Meta, which accounts for about 9 per cent of Nvidia’s revenue, is committing to use more AI processors and networking equipment from the supplier, according to a statement on Feb 17. For the first time, it also plans to rely on Nvidia’s Grace central processing units, or CPUs, at the heart of standalone computers.

The roll-out will include products based on Nvidia’s current Blackwell generation and the forthcoming Vera Rubin design of AI accelerators.

“We’re excited to expand our partnership with Nvidia to build leading-edge clusters using its Vera Rubin platform to deliver personal superintelligence to everyone in the world,” Meta CEO Mark Zuckerberg said in the statement.
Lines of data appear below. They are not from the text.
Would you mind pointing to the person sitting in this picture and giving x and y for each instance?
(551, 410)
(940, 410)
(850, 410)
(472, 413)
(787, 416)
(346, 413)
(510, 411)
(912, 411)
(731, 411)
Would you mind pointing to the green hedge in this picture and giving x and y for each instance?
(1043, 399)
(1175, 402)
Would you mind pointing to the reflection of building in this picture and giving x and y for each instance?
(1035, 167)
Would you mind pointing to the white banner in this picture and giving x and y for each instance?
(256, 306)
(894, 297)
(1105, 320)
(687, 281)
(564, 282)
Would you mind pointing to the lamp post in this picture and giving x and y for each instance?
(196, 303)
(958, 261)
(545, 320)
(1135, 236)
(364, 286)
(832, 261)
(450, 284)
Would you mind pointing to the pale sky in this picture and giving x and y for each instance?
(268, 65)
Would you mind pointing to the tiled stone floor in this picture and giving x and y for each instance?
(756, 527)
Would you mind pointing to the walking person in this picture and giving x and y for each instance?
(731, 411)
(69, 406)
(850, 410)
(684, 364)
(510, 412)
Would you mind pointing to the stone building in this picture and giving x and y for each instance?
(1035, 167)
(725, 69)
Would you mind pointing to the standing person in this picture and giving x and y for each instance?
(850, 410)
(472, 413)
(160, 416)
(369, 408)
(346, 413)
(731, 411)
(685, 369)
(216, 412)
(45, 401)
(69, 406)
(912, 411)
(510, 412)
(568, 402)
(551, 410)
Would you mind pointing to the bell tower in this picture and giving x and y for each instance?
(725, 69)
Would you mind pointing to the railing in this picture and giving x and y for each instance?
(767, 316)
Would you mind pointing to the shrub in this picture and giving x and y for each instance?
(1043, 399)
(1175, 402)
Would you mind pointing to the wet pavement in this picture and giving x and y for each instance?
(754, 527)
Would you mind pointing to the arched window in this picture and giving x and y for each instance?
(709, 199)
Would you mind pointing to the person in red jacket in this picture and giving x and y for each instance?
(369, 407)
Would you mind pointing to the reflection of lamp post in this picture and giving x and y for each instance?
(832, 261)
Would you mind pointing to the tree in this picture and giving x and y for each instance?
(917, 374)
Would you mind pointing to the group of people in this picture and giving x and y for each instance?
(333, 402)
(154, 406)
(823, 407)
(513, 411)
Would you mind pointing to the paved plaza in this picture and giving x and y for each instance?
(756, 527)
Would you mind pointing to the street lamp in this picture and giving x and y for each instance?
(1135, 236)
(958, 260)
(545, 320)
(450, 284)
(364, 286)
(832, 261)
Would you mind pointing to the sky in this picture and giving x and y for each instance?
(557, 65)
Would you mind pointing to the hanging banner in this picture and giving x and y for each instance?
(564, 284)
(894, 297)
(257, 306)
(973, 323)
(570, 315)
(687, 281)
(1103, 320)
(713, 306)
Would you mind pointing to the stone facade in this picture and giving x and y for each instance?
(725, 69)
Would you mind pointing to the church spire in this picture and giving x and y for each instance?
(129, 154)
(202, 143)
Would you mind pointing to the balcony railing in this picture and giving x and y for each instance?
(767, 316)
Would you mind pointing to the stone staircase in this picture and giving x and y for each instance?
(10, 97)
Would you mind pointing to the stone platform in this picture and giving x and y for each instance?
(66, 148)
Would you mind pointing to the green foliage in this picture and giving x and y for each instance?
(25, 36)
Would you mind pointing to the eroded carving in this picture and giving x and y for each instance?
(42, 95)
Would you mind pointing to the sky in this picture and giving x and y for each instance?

The pact reaffirms Meta’s loyalty to Nvidia at a time when the AI landscape is shifting. Nvidia’s systems are still considered the gold standard for AI infrastructure – and generate hundreds of billions of dollars in revenue for the chipmaker. But rivals are now offering alternatives, and Meta is working on building its own in-house components.

Shares of Nvidia and Meta both rose about 1 per cent in late trading on Feb 17 after the deal was announced. Advanced Micro Devices, Nvidia’s rival in AI processors, fell around 3 per cent. 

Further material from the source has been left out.